Some six years later, however, and Nance is still brooding on the initial question of “How Would You Feel?” by using it as the basis of his feature-length docu-art project An Oversimplification of Her Beauty. In it he shows off his earlier short film, expands on the narrative, indulges in countless artistic digressions and freely discusses the aftermath of his (perhaps misguided) cinematic love letter.
Along the way we get documentary-style footage, mockumentary-like reenactments, hand-drawn animation, stop-motion animation, epic ruminations on the nature of love, more navel gazing than a Smiths album and a running narrative commentary that wittily dissects Nance’s entire self-centered project. This is experimental filmmaking in the truest sense. Unlike many films that end up labeled “experimental,” An Oversimplification of Her Beauty doesn’t present viewers with an impenetrable narrative or incomprehensible visual symbolism. Instead it’s a funny, smart, poignant and extremely freewheeling work of art that plays with the medium of film, endlessly searching for new ways to relate its deeply internal story to audiences.
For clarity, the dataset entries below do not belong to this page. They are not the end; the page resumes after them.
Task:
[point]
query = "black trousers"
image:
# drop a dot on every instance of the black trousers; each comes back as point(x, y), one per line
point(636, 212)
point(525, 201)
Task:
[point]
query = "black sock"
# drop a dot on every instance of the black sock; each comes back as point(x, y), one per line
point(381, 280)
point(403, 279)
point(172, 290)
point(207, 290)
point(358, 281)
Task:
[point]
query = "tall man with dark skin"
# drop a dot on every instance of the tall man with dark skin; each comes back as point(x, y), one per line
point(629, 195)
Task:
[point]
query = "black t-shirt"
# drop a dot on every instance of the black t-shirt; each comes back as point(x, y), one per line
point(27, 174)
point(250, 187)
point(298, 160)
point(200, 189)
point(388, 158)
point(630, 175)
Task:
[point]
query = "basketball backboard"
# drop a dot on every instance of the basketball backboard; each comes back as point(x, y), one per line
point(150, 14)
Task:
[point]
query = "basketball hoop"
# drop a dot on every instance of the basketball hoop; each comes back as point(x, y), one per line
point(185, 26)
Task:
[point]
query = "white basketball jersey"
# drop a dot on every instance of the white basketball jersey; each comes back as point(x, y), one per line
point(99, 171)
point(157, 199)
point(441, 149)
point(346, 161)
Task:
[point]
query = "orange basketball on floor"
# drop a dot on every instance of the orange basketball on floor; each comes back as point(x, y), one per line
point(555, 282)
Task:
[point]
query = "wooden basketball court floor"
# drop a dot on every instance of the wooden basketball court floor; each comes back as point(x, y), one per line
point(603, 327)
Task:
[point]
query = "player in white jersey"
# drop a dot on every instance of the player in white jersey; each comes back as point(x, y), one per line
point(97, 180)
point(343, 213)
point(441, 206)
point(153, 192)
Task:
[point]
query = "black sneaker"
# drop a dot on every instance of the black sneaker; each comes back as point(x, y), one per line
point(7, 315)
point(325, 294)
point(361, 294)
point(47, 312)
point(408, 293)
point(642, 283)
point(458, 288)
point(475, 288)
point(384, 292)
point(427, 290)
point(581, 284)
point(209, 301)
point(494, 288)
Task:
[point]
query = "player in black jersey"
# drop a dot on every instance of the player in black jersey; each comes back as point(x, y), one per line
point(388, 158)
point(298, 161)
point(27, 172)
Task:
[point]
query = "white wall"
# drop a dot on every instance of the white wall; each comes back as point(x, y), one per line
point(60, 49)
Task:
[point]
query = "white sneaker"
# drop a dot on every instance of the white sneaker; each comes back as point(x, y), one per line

An Oversimplification of Her Beauty is as heartfelt an examination of love, unrequited and otherwise, as the sonnets of William Shakespeare. Not that there’s a one-to-one correlation. The Bard’s got no worry about being unseated here. But Nance is doing more or less what Shakespeare was back in the 16th century. He’s digging deep into his heart, creating an intimate artistic examination of basic human attraction. Only Nance is employing the most modern of mediums. This is poetry of word and picture, of raw digital image and of handmade animation. It’s a restless, eclectic, distracted tour through one man’s heart and mind. And it feels as fresh and up-to-date as any film in recent memory.
Eschewing dialogue and traditional narrative structure, the film’s internal-monologue-as-performance-art focuses viewers’ attentions far more than a simple romantic comedy ever could. The details are wonderfully and hilariously real. Every time Nance returns to his apartment for that fateful blow-off, he’s carrying large pieces of wood. Eventually the narrator explains that “you” are attempting to build a bed based on “a book about Japanese wood joinery that you found in the garbage.” Clearly Nance is/was thinking that getting his mattress off the floor might grease the romantic wheels. Later on the narrator returns to point out that “you are bad at carpentry and you can’t read Japanese.” That’s the kind of self-effacing joke that Woody Allen would be proud of.
Occasionally there’s a creeping feeling that Nance may be trying too hard, showing off his every film school skill—from drawing the animation to writing the songs—and turning his debut feature into a sort of “look at me” calling card. Charm, audaciousness and sheer enthusiasm count for a lot, though. Eclectic and chaotic as Nance’s approach may be, it’s instantly accessible. Who hasn’t been in his shoes, wondering that most human of questions: “Does she like me or not?” Of course the film is much more well-spoken about it, ruminating on “a platonic in search of the romantic.” The course of true love never did run smooth, to steal a phrase from Mr. Shakespeare, and An Oversimplification may be the most vivid personification of that clamorous, complex road to romance or heartbreak.